I create a blank spell diagram in my runebook, ready to start from scratch to write a brand-new Ritual. I’ve never programmed a spell like this. I’m actually kind of excited about it.

My runebook chimes with a call from Hannah.

“Hey, what’s up?”

“Okay, I know you’re all sad because you and your girlfriend broke up, but instead of being sad at home alone, you should come to prom tonight.”

“An overrated excuse for people to get dressed up and party.”

Hannah laughs. “Maybe, but it doesn’t have to be! Look, Jamie rented a luxury carriage, and the horses are ridiculous. They’re all wearing matching plumes. Tell me you don’t want to see that.”

I actually kind of do. I can imagine Hannah’s incredibly coordinated girlfriend planning their evening to every last detail.

“Wouldn’t I be a third wheel?”

“Nope. Tanya, Reese, and Angela are in the carriage, too.”

Research can wait for one night. “Okay.”

“Great,” Hannah says. “And look, if you’re still thinking about Brenda, it’s not too late to call her or just show up at her house with flowers and stuff and say you’re sorry. You know, Big Gesture!”

I’d thought about that at length, even imagining conversations and what I’d say, but unfortunately I can’t just call her or go over to her place.

There is one portal tonight, though. “Hey, where’s prom again?”

“Downtown Sheraton.”

Right. I remember thinking it would have been perfect if I wanted to invite her.

Maybe we can still do this. I imagine Brenda listening to my heartfelt apology, and we talk through this, and we’re okay.

“Okay, I’m going to come. And I’ll invite Brenda.”

Hannah shrieks in excitement. “We’ll pick you up at six!”

That’s only twenty minutes. I put on my dress and try to do my hair in rapid time.

In my rush to find my curler I trip over a pile of stuff that isn’t usually on the floor.

I wince, shaking my foot. I realize with a new pang of hurt that it’s Brenda’s stuff when she emptied out her bag for the spell: a thick notebook studded with colorful pieces of paper, numbered dice, a clutter of pencil and pens.

A hair brush. Elastic ties. A water bottle. Some brochures and pamphlets.

It’s all so clearly Brenda, all her schoolwork and hobbies and thoughtfulness in one pile, and seeing her things in my room just makes me miss her.

I pick up the bright green brochure. Fields Forward Industries. Oh, the soap factory that uses magic. I flip through it, trying to discern any clues that would link it to the Order. The name of it is familiar, but I can’t recall why.

On the back of the brochure I realize exactly why with a sinking sensation. Grinning cheerily at me, wearing the structured clothes of Brenda’s world, is my own godmother, Shannon Mayfield.

I didn’t want it to be true, but it is.

The image of my mother’s stricken face is fresh in my mind, the shock evident as her friend approached her, the knowledge that had been growing in my mind that I hadn’t been ready to accept.

Brenda hadn’t mentioned the CEO’s name, and the novelty of a magical factory in Brenda’s world was significant enough on its own, but I was so focused on the time travel that it didn’t occur to me to dig deeper.

There’s no question of Shannon knowing what Richard did or his intention.

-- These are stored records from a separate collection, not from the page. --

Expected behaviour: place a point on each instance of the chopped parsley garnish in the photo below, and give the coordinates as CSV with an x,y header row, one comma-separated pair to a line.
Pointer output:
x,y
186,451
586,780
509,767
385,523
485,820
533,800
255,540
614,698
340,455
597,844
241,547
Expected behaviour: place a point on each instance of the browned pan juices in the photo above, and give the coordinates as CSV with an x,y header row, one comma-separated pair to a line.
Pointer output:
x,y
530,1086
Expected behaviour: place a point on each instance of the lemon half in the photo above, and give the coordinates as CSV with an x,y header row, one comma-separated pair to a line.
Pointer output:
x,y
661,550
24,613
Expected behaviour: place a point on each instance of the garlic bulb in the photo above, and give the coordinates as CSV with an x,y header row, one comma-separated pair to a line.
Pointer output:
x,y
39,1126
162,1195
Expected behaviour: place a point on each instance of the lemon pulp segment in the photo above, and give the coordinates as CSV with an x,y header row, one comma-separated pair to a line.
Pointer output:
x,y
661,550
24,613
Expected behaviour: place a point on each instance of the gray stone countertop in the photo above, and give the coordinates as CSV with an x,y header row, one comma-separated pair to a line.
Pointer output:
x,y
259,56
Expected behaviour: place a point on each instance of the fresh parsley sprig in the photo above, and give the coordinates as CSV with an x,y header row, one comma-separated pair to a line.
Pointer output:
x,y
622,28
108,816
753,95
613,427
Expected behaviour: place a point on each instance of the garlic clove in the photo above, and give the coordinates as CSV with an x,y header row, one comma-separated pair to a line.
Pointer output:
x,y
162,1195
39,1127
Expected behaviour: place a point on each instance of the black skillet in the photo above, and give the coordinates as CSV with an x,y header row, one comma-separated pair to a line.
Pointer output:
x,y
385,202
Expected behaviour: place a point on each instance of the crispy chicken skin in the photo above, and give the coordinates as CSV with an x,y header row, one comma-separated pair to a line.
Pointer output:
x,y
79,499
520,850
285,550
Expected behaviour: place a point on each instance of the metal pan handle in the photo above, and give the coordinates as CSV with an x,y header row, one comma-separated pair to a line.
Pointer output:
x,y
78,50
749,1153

Her entire empire is built on spelltech, and she has everything to gain from keeping everything the way it is.

I crumple the brochure in my hands. I think about the years spent looking up to her, her bright comforting smile.

The last thing Shannon said to me was supporting my decision not to participate in the Ritual. I thought she was supporting me , but she just wanted the Chosen One not to disrupt her scheme.

I feel sick.

“Hey, Kat,” Dad announces, his footsteps booming up the stairs. “You know, I support you taking time for yourself after your breakup and all, and I know it’s been stressful with the worlds colliding and stuff, but please tell me if you’re ditching school—”

“Dad,” I say, looking up at him. “I know who killed Mom, and why.”